水道「民営化」 安易な導入で禍根残すな

西日本新聞

 改正水道法が先の臨時国会で成立した。日本の水道事業は普及率の高さ、水質の良さ、漏水率の低さなど世界有数の完成度と評されてきた。その歴史的転換につながる可能性がある。

 改正法は、水道事業の経営基盤の強化が目的という。主に市町村単位で経営されている事業の広域連携や、施設の所有権を自治体が保持したまま運営権を民間に売却する「コンセッション方式」の導入が柱である。

 水道は命にかかわる大切なインフラだ。健全に維持されなければ暮らしは成り立たない。「民営化」でサービスが低下したり、安定供給に支障が生じたりしないか。残念ながら、懸念について国会審議が尽くされたとは言えない。民間売却の是非は自治体が判断する。安易な民営化は将来に禍根を残しかねない。慎重な検討を求めたい。

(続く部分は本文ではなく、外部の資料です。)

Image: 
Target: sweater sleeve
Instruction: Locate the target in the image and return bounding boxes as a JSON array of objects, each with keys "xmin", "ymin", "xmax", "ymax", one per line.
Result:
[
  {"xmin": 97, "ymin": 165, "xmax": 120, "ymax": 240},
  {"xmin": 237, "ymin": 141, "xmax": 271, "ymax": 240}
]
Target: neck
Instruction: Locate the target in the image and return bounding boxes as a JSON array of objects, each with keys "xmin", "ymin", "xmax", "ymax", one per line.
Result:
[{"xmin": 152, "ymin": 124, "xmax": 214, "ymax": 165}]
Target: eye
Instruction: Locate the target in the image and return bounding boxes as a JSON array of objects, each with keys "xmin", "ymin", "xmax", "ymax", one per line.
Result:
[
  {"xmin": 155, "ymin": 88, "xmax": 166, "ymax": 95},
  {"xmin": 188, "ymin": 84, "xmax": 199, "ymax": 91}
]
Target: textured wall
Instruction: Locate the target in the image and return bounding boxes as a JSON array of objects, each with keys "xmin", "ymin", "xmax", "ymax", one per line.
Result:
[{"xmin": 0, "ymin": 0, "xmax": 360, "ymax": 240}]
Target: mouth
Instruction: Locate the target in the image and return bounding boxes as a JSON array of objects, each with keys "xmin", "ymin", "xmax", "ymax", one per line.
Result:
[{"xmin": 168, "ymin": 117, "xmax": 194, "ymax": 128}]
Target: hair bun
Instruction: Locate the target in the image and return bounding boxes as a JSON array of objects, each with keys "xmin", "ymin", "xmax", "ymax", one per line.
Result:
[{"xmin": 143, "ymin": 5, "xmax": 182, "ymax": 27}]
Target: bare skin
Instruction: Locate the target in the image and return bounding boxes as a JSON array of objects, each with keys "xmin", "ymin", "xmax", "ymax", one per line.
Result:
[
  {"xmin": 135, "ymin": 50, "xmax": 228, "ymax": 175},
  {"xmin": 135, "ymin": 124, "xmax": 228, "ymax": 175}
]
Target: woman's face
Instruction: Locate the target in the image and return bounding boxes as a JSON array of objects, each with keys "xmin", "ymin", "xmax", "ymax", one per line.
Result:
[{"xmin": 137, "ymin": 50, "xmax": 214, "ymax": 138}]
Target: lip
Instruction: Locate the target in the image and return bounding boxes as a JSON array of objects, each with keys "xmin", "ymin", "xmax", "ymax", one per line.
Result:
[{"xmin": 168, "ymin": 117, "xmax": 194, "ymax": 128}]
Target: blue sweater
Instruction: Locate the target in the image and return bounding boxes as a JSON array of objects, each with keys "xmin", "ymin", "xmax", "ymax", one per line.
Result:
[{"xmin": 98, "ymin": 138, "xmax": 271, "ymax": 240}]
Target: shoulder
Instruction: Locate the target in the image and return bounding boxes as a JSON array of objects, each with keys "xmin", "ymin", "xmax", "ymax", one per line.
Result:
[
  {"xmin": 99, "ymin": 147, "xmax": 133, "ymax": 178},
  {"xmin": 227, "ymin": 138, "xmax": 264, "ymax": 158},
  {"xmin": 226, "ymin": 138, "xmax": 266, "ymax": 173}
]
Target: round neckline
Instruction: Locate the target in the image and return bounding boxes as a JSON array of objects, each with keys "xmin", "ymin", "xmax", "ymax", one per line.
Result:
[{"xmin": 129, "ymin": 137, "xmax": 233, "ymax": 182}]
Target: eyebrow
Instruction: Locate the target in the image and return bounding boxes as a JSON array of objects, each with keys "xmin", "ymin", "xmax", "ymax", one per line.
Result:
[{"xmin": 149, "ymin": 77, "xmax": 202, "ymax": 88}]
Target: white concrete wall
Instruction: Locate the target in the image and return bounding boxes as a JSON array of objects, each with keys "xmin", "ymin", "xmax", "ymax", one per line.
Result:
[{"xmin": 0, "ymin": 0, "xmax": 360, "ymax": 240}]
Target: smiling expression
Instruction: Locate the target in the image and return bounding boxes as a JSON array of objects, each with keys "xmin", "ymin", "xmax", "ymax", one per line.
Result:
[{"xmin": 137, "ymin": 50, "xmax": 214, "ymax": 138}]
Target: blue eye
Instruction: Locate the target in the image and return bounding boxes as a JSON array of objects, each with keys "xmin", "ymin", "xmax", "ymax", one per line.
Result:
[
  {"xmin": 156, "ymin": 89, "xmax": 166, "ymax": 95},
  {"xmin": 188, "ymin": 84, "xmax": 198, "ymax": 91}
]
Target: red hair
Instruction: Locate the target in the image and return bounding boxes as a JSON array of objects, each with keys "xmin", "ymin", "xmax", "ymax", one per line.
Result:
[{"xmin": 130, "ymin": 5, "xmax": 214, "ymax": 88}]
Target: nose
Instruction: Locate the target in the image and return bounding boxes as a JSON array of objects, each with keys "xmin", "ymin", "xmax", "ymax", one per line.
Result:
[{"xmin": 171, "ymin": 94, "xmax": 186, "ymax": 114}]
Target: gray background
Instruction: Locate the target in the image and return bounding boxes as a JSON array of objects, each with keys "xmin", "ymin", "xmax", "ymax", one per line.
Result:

 水道事業は確かに厳しい状況に直面している。人口減少で、十分な料金収入を得られない地域が多い。家庭や事業所などの1日当たりの使用量は、2000年の約4千万キロリットルをピークに減少に転じ、65年にはその6割程度まで減るともいう。

 耐用年数の40年を超えた全国の水道管の割合は、16年度時点で約15%に達し、漏水など事故が多発している。老朽管の更新や浄水施設などの耐震化は多大なコストを要する。事業の抜本的見直しは喫緊の課題だ。

 厚生労働省によると、上水道でコンセッション方式の導入例はないが、浜松市や大阪市などが検討に乗り出すという。

 運営を担う企業は当然、営利が目的だ。買収後その地域の給水施設を独占するため、料金の上昇につながりやすいという。海外では、民営化で料金高騰や水質悪化などを招き、公営に戻した事案が続出している。

 災害時の復旧対応で最終的な責任を負うのは自治体だ。民間運営が長期にわたり、その間に自治体から運営ノウハウが失われていけば、十分な対処ができなくなる恐れもある。

 民営化する場合、売却先の運営実態を定期的にチェックする仕組みや制度が必要となろう。

 そもそも、利益が出ていない自治体の水道事業に、企業が参入するとは考えにくい。参入対象は数十万人程度の人口規模が条件ともいわれる。民営化は、どんな自治体にも有効な経営改善策というわけではないのだ。

 過疎地が多い九州の自治体からは、民営化に慎重な声が聞こえてくる。まずは、事業の広域化を検討し、水源や施設の効率的活用や管理の一元化などでコスト減を図るべきだろう。

 各地自治体は情報を住民と共有し、持続可能な事業に向けて議論を深めることも肝要だ。